DELPHINE ET CAROLE, INSOUMUSES dokumentiert das feministische Engagement und das Zusammentreffen der französischen Schauspielerin Delphine Seyrig und der Schweizer Videopionierin Carole Roussopoulos. Das filmische Porträt dieser beiden furchtlosen Komplizinnen und ihres subversiven, kämpferischen Umgangs mit Film und Video zeichnet die Zeit des von beißendem Humor und kreativer Energie geprägten – des  „verzauberten“ – Feminismus der 1970er-Jahre nach.
Der Film ist ebenso in einem historischen wie in einem persönlichen Kontext verankert, was mir Gelegenheit bot, mich mit der Arbeit und den Ansichten meiner Großmutter Carole Roussopoulos auseinanderzusetzen. Ihr letztes Projekt, mit dem sie sich bis kurz vor ihrem Tod 2009 beschäftigte, wurde zum Ausgangspunkt meines Films. Sie hatte mit der Arbeit an einem auf Archivmaterial basierenden Dokumentarfilm über ihre Freundin und feministische Verbündete Delphine Seyrig begonnen. In ihren Aufzeichnungen beschrieb Carole ihren dringenden Wunsch, diese ungehorsame Muse zu ehren, ihr feministisches Engagement und ihre Erfolge als Schauspielerin zu würdigen und zu feiern.
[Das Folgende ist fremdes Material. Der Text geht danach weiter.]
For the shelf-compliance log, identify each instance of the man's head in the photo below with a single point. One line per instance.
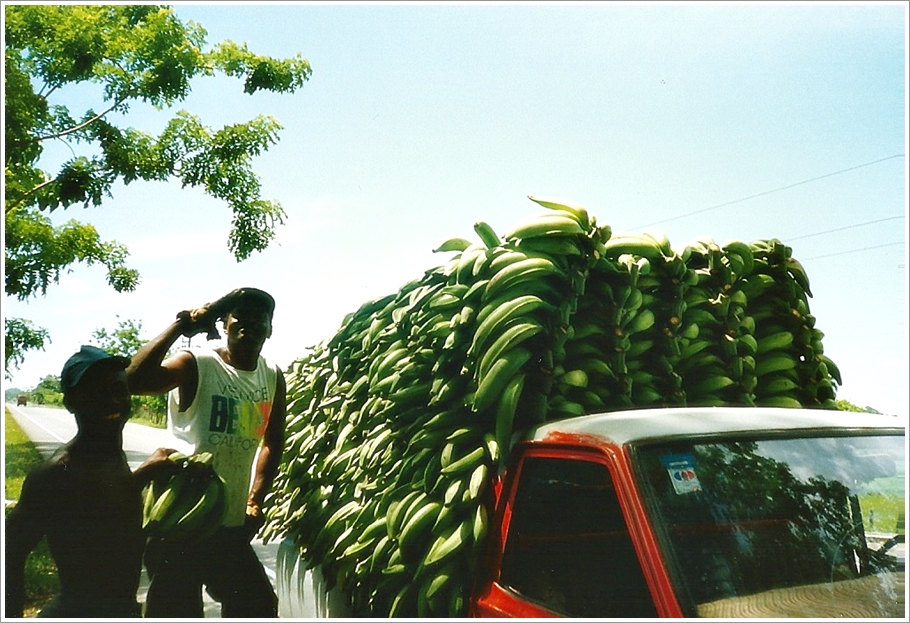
(253, 298)
(248, 319)
(94, 385)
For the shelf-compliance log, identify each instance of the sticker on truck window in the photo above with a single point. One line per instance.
(681, 469)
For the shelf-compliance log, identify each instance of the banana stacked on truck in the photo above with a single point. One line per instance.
(187, 505)
(398, 424)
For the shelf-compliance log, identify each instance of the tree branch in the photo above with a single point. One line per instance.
(84, 124)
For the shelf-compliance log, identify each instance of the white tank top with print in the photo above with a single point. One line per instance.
(227, 417)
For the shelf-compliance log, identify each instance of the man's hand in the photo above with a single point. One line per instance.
(196, 321)
(254, 519)
(157, 465)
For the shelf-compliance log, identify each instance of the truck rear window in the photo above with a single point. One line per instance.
(805, 527)
(568, 547)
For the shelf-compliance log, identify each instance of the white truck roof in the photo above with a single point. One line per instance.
(633, 425)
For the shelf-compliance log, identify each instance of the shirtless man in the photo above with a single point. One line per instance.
(86, 501)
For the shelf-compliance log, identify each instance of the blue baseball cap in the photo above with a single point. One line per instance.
(77, 365)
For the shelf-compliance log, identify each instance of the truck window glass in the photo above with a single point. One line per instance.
(808, 527)
(568, 547)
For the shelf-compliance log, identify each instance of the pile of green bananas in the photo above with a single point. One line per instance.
(187, 505)
(399, 424)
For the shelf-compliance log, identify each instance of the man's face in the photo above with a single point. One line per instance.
(249, 326)
(102, 397)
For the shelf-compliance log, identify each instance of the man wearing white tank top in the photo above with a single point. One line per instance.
(228, 401)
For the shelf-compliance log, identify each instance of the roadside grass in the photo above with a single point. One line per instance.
(41, 582)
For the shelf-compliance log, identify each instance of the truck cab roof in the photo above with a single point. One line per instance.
(638, 425)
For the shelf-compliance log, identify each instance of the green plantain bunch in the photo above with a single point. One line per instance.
(399, 424)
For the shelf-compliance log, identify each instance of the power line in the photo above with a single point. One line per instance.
(880, 246)
(889, 218)
(774, 190)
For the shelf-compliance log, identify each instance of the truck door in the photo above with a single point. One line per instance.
(562, 547)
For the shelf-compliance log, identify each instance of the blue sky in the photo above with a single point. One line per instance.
(420, 119)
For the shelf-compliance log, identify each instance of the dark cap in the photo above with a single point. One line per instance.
(87, 356)
(253, 297)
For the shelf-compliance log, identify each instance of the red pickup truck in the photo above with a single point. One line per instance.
(694, 512)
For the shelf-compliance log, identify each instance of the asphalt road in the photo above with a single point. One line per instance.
(50, 427)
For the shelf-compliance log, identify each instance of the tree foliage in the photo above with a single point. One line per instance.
(21, 335)
(130, 55)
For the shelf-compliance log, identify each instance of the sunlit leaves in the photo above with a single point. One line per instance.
(21, 336)
(131, 55)
(37, 253)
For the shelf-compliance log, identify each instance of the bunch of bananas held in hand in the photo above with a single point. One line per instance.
(188, 505)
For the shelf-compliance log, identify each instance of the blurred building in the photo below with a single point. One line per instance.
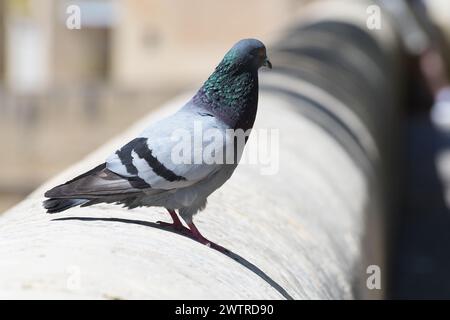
(57, 84)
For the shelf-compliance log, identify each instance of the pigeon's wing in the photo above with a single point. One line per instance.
(170, 154)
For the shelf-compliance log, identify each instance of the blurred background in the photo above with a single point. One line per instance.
(65, 92)
(58, 84)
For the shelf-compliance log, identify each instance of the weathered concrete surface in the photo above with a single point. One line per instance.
(300, 227)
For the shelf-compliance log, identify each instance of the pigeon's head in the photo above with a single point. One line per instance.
(248, 53)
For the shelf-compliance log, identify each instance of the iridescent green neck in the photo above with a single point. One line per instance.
(231, 92)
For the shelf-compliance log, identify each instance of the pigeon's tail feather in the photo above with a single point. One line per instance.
(55, 205)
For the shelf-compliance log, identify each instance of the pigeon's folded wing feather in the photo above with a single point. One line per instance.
(158, 156)
(95, 183)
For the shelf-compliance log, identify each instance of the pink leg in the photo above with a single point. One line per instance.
(200, 238)
(176, 224)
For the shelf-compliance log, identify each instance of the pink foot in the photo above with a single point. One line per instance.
(196, 235)
(176, 224)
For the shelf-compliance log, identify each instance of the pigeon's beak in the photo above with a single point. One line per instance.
(267, 63)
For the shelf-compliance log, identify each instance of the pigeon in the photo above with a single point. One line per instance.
(143, 173)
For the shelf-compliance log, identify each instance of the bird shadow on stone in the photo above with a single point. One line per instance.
(242, 261)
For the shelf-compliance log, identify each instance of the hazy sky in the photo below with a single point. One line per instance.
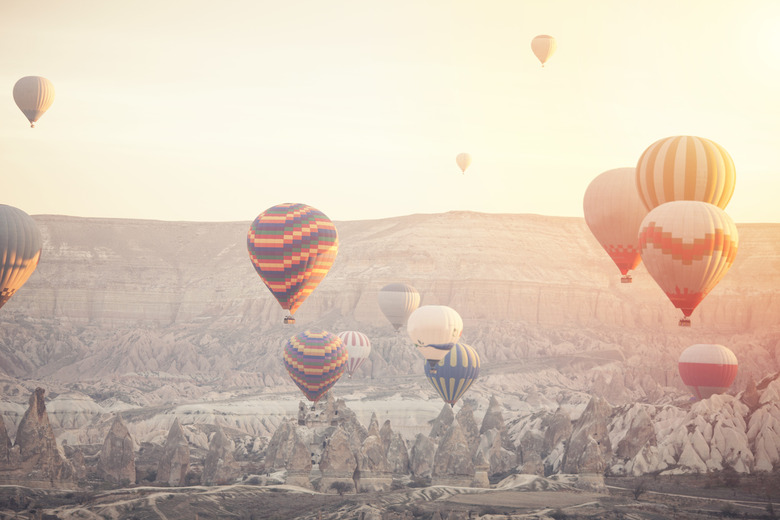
(216, 110)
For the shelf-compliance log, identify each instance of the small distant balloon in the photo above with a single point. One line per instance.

Ihr Vorhaben begeisterte mich sofort, und ich beschloss, das Projekt gemeinsam mit Alexandra Roussopoulos und Géronimo Roussopoulos weiterzuführen. Getreu Caroles humanistischem Motto, denen eine Stimme zu geben, die zum Schweigen gebracht worden sind, und Menschen für sich selbst sprechen zu lassen, entschied ich mich, ausschließlich mit Archivmaterial zu arbeiten: mit Fotografien, Ausschnitten aus Filmen und Videoarbeiten sowie mit Interviews. Delphine und Carole sollten sich selbst mitteilen.
Ich entdeckte ein faszinierendes zwölfstündiges Interview (2007 und 2008 von Hélène Fleckinger geführt), in dem Carole über ihre Arbeit als Filmemacherin, über die Frauenbewegung und ihre Freundin Delphine spricht. Ich konnte nicht anders, als Caroles starke Präsenz und Stimme in den Film mit aufzunehmen.

Die erste Begegnung
Delphines und Caroles erste Begegnung fand 1974 in Paris statt. Carole, die damals bereits politisch aktiv war, hatte die zweite Videokamera gekauft, die 1969 in Frankreich auf den Markt gekommen war (angeblich kaufte Godard die erste), und dokumentierte damit die Kämpfe der Lesben- und Schwulenbewegung (der FHAR = Front homosexuel d’action révolutionnaire; Amn. d. Red.) bzw. die der Black Panther Party. 1970 gründete sie das erste militante Videokollektiv Frankreichs, Video Out.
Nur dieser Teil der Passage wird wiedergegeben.